Re: [PATCH v3 01/10] mm: add Kernel Electric-Fence infrastructure

[Mark Rutland <mark.rutland@arm.com>]

On Tue, Sep 29, 2020 at 05:51:58PM +0200, Alexander Potapenko wrote:
> On Tue, Sep 29, 2020 at 4:24 PM Mark Rutland <mark.rutland@arm.com> wrote:
> >
> > On Mon, Sep 21, 2020 at 03:26:02PM +0200, Marco Elver wrote:
> > > From: Alexander Potapenko <glider@google.com>
> > >
> > > This adds the Kernel Electric-Fence (KFENCE) infrastructure. KFENCE is a
> > > low-overhead sampling-based memory safety error detector of heap
> > > use-after-free, invalid-free, and out-of-bounds access errors.
> > >
> > > KFENCE is designed to be enabled in production kernels, and has near
> > > zero performance overhead. Compared to KASAN, KFENCE trades performance
> > > for precision. The main motivation behind KFENCE's design, is that with
> > > enough total uptime KFENCE will detect bugs in code paths not typically
> > > exercised by non-production test workloads. One way to quickly achieve a
> > > large enough total uptime is when the tool is deployed across a large
> > > fleet of machines.
> > >
> > > KFENCE objects each reside on a dedicated page, at either the left or
> > > right page boundaries. The pages to the left and right of the object
> > > page are "guard pages", whose attributes are changed to a protected
> > > state, and cause page faults on any attempted access to them. Such page
> > > faults are then intercepted by KFENCE, which handles the fault
> > > gracefully by reporting a memory access error. To detect out-of-bounds
> > > writes to memory within the object's page itself, KFENCE also uses
> > > pattern-based redzones.
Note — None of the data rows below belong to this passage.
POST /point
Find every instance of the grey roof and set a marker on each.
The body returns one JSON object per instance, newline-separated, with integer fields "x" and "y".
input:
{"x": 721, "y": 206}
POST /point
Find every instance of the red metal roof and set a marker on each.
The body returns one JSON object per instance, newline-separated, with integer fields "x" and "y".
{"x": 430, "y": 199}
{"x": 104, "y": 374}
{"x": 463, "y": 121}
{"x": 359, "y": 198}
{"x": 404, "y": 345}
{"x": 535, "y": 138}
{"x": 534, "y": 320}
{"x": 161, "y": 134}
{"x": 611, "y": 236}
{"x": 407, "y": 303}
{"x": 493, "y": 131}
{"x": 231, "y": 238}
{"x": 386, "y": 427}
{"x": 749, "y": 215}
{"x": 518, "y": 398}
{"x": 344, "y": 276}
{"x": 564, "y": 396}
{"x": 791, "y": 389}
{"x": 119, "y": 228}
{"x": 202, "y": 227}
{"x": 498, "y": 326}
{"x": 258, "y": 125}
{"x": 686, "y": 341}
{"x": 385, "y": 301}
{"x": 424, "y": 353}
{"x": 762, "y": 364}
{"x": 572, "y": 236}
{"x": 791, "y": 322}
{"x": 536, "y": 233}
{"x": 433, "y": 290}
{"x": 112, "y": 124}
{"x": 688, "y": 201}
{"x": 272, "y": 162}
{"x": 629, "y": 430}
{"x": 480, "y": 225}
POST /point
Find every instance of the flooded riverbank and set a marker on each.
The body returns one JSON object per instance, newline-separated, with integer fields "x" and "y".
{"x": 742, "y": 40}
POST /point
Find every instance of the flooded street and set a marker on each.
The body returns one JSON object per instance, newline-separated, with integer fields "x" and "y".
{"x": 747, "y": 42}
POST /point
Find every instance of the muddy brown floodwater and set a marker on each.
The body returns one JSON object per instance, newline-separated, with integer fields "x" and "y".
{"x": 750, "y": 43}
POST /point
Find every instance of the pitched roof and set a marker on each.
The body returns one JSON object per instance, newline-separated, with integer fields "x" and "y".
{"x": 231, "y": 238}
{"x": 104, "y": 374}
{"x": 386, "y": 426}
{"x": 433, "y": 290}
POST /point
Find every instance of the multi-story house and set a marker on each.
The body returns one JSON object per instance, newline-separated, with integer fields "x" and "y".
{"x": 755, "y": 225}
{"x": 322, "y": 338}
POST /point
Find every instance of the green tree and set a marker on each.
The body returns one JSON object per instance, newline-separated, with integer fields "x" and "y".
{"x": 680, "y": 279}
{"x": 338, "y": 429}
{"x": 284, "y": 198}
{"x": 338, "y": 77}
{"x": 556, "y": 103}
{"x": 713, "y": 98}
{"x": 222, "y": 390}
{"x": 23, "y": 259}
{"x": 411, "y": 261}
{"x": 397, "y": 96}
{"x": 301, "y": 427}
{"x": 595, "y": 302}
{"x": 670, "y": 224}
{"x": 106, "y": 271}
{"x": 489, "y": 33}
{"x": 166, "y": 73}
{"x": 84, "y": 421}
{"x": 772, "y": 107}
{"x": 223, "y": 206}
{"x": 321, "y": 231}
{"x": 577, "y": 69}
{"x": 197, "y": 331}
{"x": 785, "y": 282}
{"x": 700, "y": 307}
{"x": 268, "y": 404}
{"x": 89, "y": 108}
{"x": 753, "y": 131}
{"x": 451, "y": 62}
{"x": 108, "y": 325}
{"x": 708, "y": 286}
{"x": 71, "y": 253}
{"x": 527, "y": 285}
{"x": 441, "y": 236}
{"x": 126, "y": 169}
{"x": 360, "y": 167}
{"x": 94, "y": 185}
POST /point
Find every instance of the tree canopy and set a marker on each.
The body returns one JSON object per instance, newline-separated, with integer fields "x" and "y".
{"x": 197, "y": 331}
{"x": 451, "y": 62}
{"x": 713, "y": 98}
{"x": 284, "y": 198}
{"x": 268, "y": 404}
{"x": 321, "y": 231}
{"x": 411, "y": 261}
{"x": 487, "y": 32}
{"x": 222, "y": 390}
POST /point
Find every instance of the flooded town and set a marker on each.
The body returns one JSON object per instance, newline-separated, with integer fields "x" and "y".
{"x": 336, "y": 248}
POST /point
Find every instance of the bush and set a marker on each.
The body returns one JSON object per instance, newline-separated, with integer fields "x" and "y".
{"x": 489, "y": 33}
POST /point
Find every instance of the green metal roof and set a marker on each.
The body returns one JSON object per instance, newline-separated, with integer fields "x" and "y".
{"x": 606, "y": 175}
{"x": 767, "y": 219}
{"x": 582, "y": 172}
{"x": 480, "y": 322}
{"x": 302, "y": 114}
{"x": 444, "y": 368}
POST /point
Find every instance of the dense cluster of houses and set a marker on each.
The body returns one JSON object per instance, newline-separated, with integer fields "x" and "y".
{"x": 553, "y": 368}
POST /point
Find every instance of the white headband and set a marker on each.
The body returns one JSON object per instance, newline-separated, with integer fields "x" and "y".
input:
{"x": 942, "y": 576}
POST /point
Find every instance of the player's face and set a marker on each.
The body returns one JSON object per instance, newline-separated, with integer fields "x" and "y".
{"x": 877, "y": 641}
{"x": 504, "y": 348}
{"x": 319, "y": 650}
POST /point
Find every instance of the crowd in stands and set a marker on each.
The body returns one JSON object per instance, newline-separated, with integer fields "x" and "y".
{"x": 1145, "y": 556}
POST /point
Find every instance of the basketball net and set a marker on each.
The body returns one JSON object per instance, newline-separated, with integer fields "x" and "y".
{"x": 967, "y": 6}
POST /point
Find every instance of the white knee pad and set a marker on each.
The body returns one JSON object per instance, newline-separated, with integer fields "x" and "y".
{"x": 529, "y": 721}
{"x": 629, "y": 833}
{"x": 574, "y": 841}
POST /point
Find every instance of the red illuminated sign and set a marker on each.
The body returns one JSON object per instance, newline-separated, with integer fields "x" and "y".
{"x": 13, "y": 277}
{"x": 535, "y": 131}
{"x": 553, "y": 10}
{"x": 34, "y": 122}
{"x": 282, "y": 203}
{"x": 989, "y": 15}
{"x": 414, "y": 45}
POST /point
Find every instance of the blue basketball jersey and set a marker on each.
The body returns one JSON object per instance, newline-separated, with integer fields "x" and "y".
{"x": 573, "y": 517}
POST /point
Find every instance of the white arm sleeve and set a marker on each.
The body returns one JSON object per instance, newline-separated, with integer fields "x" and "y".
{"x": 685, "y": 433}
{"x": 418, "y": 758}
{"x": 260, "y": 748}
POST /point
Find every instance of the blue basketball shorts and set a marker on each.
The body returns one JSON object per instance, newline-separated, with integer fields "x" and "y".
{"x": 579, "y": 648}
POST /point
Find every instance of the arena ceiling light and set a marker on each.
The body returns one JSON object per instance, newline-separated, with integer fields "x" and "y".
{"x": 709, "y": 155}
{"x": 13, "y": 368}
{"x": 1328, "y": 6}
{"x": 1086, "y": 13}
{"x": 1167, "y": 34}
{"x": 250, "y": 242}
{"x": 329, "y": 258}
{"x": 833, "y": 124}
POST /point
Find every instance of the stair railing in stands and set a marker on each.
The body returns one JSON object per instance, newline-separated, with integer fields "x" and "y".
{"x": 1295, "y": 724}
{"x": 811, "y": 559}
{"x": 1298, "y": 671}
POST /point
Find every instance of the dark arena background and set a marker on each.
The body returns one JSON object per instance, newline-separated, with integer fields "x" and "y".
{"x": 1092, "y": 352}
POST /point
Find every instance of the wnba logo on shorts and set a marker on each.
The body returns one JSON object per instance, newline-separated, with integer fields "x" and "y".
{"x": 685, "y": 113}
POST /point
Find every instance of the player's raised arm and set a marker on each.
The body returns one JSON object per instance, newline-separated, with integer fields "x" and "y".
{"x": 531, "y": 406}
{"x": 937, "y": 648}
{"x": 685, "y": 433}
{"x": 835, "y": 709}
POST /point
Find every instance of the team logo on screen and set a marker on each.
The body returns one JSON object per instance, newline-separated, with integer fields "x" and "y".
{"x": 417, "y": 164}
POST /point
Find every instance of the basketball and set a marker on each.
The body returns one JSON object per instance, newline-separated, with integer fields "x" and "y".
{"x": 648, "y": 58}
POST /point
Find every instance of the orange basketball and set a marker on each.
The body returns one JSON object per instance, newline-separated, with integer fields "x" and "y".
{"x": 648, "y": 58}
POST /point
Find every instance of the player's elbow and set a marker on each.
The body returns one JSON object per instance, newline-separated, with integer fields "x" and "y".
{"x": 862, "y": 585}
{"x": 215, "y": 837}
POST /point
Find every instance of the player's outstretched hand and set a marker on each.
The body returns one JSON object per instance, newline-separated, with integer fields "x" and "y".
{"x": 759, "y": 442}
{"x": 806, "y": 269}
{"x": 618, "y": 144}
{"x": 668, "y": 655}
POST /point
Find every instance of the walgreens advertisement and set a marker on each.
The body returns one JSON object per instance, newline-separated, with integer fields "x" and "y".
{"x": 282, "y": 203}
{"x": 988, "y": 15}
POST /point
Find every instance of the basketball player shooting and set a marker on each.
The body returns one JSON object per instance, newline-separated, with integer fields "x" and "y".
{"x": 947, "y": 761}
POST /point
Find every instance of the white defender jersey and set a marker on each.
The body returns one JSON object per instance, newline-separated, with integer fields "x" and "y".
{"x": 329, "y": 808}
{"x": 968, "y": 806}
The following figure illustrates the page
> > > layout:
> > >
> > >   ---+-----------+-----------+-----------+-----------+-----------+---
> > >      | xxxxxxxxx | O :       | xxxxxxxxx |       : O | xxxxxxxxx |
> > >      | xxxxxxxxx | B :       | xxxxxxxxx |       : B | xxxxxxxxx |
> > >      | x GUARD x | J : RED-  | x GUARD x | RED-  : J | x GUARD x |
> > >      | xxxxxxxxx | E :  ZONE | xxxxxxxxx |  ZONE : E | xxxxxxxxx |
> > >      | xxxxxxxxx | C :       | xxxxxxxxx |       : C | xxxxxxxxx |
> > >      | xxxxxxxxx | T :       | xxxxxxxxx |       : T | xxxxxxxxx |
> > >   ---+-----------+-----------+-----------+-----------+-----------+---
> > >
> > > Guarded allocations are set up based on a sample interval (can be set
> > > via kfence.sample_interval). After expiration of the sample interval, a
> > > guarded allocation from the KFENCE object pool is returned to the main
> > > allocator (SLAB or SLUB). At this point, the timer is reset, and the
> > > next allocation is set up after the expiration of the interval.
> >
> > From other sub-threads it sounds like these addresses are not part of
> > the linear/direct map.
> For x86 these addresses belong to .bss, i.e. "kernel text mapping"
> section, isn't that the linear map?

No; the "linear map" is the "direct mapping" on x86, and the "image" or
"kernel text mapping" is a distinct VA region. The image mapping aliases
(i.e. uses the same physical pages as) a portion of the linear map, and
every page in the linear map has a struct page.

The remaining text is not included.